Each Elo device polls the server for order updates. At one restaurant with one device, this is trivial. At 2,000 restaurants with multiple stations each, every poll is a database hit. Our early implementation used direct database queries on every poll. Under load testing, this was one of the first things to break.
We moved to a SignalR-based push model for order updates and kept polling only as a fallback for reconnection scenarios. The reduction in database load was immediate - and it eliminated the 2-3 second lag that kitchen staff noticed between an order being placed and appearing on screen.
What None of This Looks Like in a System Diagram
Architecture diagrams show boxes and arrows. They don’t show that the arrow from “Server” to “Printer” goes through a restaurant’s consumer-grade WiFi router that restarts itself every night at 3 AM. They don’t show that the “Dynamic Screen Puck” box is a $35 plastic puck fixed to a table in a city where the humidity averages 75%.
The hardware integration code in PayTable is maybe 15% of the total codebase. It accounts for about 40% of the production incidents. Every device has its own failure mode, its own firmware version, its own environmental constraints. The thermal printer’s paper sensor behaves differently when the ambient temperature changes. The Elo touchscreen’s capacitive touch layer responds inconsistently with wet fingers - common in a kitchen.
Scaling Hardware
We’re targeting 2,000 restaurants for the 2026 World Cup. That’s not 2,000 software deployments - it’s 2,000 sets of physical devices that need to be configured, installed, connected, and monitored.
Each restaurant needs at minimum: one thermal printer, one dynamic screen station per table, one kitchen display.

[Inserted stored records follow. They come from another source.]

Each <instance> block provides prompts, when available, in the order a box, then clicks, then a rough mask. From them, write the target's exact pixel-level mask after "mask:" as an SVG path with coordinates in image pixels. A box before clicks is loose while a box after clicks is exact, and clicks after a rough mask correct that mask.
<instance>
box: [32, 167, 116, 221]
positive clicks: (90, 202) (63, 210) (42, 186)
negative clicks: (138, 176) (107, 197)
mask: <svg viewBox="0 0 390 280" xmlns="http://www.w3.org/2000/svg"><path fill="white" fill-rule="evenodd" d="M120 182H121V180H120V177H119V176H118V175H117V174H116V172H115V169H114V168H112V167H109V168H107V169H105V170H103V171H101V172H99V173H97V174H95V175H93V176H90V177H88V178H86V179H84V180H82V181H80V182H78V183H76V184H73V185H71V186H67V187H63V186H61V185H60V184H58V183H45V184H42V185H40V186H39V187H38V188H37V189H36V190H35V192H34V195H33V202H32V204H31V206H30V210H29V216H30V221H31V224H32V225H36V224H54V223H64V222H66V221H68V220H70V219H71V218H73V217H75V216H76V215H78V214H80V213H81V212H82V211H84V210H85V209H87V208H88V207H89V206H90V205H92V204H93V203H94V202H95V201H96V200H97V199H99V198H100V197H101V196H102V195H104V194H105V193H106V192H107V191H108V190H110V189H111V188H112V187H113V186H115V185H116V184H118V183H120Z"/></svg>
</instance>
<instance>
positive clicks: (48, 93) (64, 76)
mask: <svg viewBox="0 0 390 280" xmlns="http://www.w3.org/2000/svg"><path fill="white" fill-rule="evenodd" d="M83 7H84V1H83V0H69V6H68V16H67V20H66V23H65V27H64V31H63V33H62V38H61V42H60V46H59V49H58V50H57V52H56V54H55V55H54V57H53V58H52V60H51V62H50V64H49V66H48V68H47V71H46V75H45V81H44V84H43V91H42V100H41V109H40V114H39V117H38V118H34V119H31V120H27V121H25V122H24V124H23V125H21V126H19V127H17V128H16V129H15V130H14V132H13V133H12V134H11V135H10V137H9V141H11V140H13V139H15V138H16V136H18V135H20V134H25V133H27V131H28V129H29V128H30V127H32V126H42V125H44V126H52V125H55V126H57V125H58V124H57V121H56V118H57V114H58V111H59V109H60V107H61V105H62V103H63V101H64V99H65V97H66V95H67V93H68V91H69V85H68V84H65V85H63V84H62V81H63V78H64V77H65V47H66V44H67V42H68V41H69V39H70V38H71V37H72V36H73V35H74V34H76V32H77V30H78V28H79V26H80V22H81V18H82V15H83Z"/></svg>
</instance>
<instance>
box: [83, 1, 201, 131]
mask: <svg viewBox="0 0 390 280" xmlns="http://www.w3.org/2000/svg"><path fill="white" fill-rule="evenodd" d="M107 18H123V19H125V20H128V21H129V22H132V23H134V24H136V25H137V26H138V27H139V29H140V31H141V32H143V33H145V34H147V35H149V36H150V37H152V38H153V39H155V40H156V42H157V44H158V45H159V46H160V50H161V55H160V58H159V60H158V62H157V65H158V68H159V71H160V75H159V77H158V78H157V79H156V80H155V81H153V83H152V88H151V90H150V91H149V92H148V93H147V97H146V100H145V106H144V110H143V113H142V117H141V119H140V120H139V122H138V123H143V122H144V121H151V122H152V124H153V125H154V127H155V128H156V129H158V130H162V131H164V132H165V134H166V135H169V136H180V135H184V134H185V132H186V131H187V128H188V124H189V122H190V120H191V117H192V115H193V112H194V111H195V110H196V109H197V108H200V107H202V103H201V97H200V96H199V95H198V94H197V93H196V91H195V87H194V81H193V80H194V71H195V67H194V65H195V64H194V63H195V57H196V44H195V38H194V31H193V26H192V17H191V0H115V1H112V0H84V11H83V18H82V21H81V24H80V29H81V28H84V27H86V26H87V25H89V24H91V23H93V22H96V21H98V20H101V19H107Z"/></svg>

Most need more. A restaurant with 20 tables and two kitchen stations is 23 devices, each maintaining a connection to our backend.
The monitoring infrastructure for hardware had to be built from scratch. Cloud monitoring tools know how to watch a container’s memory usage. They don’t know how to watch whether a Star TSP143IV in Cancun missed its last three CloudPRNT polls.
We built device health dashboards into PayTable’s admin interface. Printer status, dynamic screen station last-seen timestamps, kitchen display connection state. Restaurant managers don’t need to understand the technology. They need to know whether their kitchen is going to get the next ticket.
The Lesson
If you’re building software for physical environments, the hardware isn’t an integration. It’s the product. The Vue PWA is the interface. The .NET backend is the engine. But the thermal printer, the dynamic screen puck, and the kitchen display are where the system touches reality - and reality doesn’t follow your retry strategy.
Build the monitoring first. Test in the environment, not the lab. And budget twice as much time for hardware as you think you need, because the failure modes are physical and the debugging requires being in the room.